Skills declare the capabilities they need. The runtime enforces them.

Capability types

Capability Controls
fs:read Reading files
fs:write Writing files
net:http HTTP network requests
net:https HTTPS network requests
process:spawn Spawning child processes
env:read Reading environment variables
secret:read Reading vault secrets
secret:write Writing vault secrets

Declaration

Skills declare required capabilities in their manifest with optional constraints:

{
  "requiredCapabilities": [
    {
      "capability": "fs:read",
      "constraints": { "paths": ["/home/user/projects"] },
      "reason": "Read project files for analysis"
    },
    {
      "capability": "net:https",
      "constraints": { "hosts": ["api.example.com"] },
      "reason": "Fetch data from API"
    }
  ]
}

Constraints

Constraints narrow the scope of a capability:

Constraint Applies to Effect
paths fs:read, fs:write Only the listed path prefixes are accessible
hosts net:http, net:https Only the listed hostnames can be contacted
executables process:spawn Only the listed executables can be spawned

Paths are checked with prefix matching: a grant for /home/user/projects allows access to /home/user/projects/src/main.ts.

Enforcement

The CapabilityEnforcer checks capabilities at runtime, before every tool execution:

  1. The tool orchestrator receives an execution request containing the skill ID and tool name.
  2. The orchestrator looks up the tool handler and its required capabilities.
  3. For each required capability, the enforcer checks whether a matching grant exists in the CapabilityRegistry.
  4. If a grant exists and the context (path, host, executable) matches the grant's constraints, execution proceeds.
  5. If any check fails, a CapabilityDeniedError is thrown and the tool execution is blocked.

There is no fallback.

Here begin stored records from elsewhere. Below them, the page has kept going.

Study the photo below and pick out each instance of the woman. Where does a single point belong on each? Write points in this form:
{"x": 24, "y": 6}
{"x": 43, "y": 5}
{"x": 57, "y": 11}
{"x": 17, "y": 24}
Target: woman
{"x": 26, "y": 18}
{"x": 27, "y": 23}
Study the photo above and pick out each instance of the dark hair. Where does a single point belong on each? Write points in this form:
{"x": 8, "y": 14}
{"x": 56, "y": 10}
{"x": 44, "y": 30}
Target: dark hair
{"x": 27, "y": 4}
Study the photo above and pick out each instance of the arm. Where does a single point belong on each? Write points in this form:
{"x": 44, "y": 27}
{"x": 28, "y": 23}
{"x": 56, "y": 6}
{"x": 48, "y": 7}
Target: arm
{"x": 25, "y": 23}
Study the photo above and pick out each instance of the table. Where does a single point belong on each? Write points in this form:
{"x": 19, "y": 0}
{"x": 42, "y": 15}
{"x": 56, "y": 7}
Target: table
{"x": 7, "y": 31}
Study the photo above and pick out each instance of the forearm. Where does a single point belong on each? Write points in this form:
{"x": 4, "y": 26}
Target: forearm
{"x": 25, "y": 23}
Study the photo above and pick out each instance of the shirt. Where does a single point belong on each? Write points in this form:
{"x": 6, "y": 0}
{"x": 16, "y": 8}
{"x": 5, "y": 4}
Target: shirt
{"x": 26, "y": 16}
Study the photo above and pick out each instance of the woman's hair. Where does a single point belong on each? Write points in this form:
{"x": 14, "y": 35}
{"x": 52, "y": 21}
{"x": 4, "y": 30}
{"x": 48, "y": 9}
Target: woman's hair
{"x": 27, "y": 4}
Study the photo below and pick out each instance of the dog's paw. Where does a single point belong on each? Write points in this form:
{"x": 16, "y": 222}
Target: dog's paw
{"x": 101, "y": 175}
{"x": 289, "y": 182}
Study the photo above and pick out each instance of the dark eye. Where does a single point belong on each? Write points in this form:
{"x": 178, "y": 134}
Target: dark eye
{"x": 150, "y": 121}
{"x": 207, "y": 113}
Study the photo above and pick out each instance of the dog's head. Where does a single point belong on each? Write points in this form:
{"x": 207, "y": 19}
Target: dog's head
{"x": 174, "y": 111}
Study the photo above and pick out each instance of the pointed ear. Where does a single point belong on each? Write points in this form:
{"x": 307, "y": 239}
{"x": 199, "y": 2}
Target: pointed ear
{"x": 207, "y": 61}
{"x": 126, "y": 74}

A missing or invalid grant always results in denial.

Grants

Capabilities are granted through two mechanisms:

  • builtin: Auto-approved when installing built-in skills (with autoApprove: true).
  • user: Explicitly approved by the user during skill installation.

Grants are recorded with the skill ID, capability, constraints, timestamp, and granting authority. They can be revoked per-skill.

Signed skills

Skills are signed with Ed25519 to ensure integrity and authenticity.

Signing

The manifest is signed by:

  1. Removing the signature field from the manifest.
  2. Serializing the remaining fields as JSON with sorted keys (canonical form).
  3. Signing the canonical JSON with the Ed25519 private key.
  4. Encoding the signature as a hex string in the signature field.
import { generateSigningKeyPair, signManifest } from "@safeclaw/core";

const { publicKey, privateKey } = generateSigningKeyPair();
// publicKey: hex-encoded 32-byte Ed25519 public key
// privateKey: hex-encoded PKCS#8 DER private key

const signature = signManifest(canonicalJson, privateKey);
// signature: hex-encoded Ed25519 signature

Verification

On installation, the SkillInstaller:

  1. Extracts the signature and publicKey from the manifest.
  2. Reconstructs the canonical content (manifest without signature, keys sorted).
  3. Verifies the Ed25519 signature against the public key.
  4. Rejects the skill if the signature is invalid.

Unsigned skill handling

Unsigned skills (no signature field) are rejected by default. To install an unsigned skill, pass the --allow-unsigned flag. This is intended for local development only and should not be used in production.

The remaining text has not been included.